Mammograms – When is the Right Time?
For women, breast cancer is the second most common cause of cancer and according to the Centers for Disease Control 41,000 women die each year from the disease.
Breast cancer has affected many women in every community in America. Some women have themselves been diagnosed; but even when a relative or friend gets the news, it still can be a very personal experience for everyone involved: spouses, partners, children, parents, and friends.
Even for the health care community, breast cancer can be a very sensitive topic. A recent article in the Journal of the American Medical Association encourages doctors and health care authorities to rethink cancer screening guidelines and the U.S. Preventive Services Task Force has actually changed mammography screening recommendations. You may have heard about these changes on television news or in the New York Times. The outcry from the media, legislators, and doctors has been substantial.

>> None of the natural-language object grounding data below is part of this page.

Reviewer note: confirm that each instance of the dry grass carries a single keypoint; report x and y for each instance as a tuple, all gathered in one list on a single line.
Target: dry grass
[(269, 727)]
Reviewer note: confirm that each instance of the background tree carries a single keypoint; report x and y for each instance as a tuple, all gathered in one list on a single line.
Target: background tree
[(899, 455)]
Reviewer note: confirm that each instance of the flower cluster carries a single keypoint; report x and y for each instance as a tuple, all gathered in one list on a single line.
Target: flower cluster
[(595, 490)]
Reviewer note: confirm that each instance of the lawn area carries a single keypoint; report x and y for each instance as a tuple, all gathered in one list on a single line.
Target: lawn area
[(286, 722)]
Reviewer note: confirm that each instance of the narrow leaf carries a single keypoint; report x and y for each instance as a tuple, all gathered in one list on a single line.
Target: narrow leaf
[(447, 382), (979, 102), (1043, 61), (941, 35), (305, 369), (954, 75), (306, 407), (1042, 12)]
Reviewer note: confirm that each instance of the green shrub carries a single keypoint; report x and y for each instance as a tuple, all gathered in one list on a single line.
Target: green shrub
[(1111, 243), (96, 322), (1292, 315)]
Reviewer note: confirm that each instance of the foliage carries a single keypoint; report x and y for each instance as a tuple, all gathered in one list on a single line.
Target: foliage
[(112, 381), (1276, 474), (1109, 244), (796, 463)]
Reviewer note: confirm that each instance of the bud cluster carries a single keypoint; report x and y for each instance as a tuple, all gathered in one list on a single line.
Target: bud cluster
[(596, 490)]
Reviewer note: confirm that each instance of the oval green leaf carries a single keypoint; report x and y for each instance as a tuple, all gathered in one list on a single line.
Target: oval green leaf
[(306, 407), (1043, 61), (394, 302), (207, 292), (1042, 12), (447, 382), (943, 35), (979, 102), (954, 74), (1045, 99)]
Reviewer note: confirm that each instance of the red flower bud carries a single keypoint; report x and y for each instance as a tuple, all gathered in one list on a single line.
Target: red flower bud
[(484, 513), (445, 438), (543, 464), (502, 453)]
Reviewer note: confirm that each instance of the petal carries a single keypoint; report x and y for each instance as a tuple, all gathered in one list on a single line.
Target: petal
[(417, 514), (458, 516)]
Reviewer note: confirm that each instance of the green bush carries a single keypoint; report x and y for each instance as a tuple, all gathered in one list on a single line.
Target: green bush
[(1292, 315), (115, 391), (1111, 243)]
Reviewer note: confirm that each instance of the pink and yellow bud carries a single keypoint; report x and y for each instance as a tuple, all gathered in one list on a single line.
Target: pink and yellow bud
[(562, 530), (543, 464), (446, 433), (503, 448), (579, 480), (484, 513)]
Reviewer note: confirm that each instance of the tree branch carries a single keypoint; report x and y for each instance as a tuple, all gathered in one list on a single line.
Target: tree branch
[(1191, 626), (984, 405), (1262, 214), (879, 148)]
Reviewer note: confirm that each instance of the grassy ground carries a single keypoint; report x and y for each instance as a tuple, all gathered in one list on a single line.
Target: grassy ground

It certainly is a good time to take a careful and reasonable look at breast cancer issues. This week, I will outline the screening recommendation changes and their reasons. In following weeks, I will discuss approaches to breast cancer screening, prevention and treatment that make sense from a mainstream medical and naturopathic perspective.
With the changes in recommendations, no one is disputing whether mammography works for detecting early stage breast cancer; it does. The concern is that all of the suspicious lumps found by mammogram result in many unnecessary biopsies and unnecessary worry – at some point the cost outweighs the benefit. According the best statistical evidence, for women 40-49 years old it takes screening almost 2,000 women to identify one cancer that would be helped by treatment. For women 50-59 years old the number falls dramatically to about 1,300 women screened to identify one cancer helped by treatment. For women 60-74 years old, the numbers get even lower.
The bottom line is that there are potential benefits and costs to any health care choice. With the guidance of your physician, you get to choose the approach that makes sense to you; – every woman has different risk factors and concerns.